Kavli Affiliate: Menno Witter, Jonathan Whitlock
| Authors: Karoline Hovde, Ida V. Rautio, Andrea Marie Hegstad, Menno P. Witter and Jonathan R. Whitlock
| Summary:
Abstract The mammalian visual system can be broadly divided into two functional processing pathways: a dorsal stream supporting visually and spatially guided actions, and a ventral stream enabling object recognition. In rodents, the majority of visual signaling in the dorsal stream is transmitted to frontal motor cortices via extrastriate visual areas surrounding V1, but exactly where and to what extent V1 feeds into motor-projecting visual regions is not well known.
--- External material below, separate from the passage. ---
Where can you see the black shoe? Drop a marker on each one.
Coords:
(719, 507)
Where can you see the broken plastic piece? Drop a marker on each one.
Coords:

To address this we employed a dual labeling strategy in male and female mice in which efferent projections from V1 were labeled anterogradely, and motor-projecting neurons in higher visual areas were labeled with retrogradely traveling adeno-associated virus (rAAV-retro) injected in M2. In flattened sections of dorsal cortex, the most pronounced colocalization V1 output and M2 input occurred in extrastriate areas AM, PM, RL and AL. Coronal sections further showed that neurons in both superficial and deep layers in these regions project to M2, but high resolution volumetric reconstructions revealed that the vast majority of putative synaptic contacts from V1 onto M2-projecting neurons occurred in layer 2/3. These findings support the existence of a dorsal processing stream in the mouse visual system, where visual signals reach motor cortex largely via feedforward projections in anteriorly and medially located extrastriate areas. Significance Statement Visually guided motor behavior depends on the long-distance relay of signals from visual cortex to frontal motor cortices, but the neuroanatomical connections linking visual and motor systems in rodents are not fully charted. Here, we characterized such pathways by injecting anterograde tracers in primary visual cortex (V1) and retrogradely traveling virus in motor cortex (M2), and visualizing where the projections overlapped. We found preferential colocalization of V1 output and M2-projecting neurons in anteriorly- and medially-located higher visual areas. 3D volumetric reconstructions further showed high rates of putative synaptic connections mainly in superficial layers. Thus, visual signals in the mouse dorsal visual stream reach motor areas at least in part via superficial, feedforward connections in a subset of extrastriate areas. Competing Interest Statement The authors have declared no competing interest.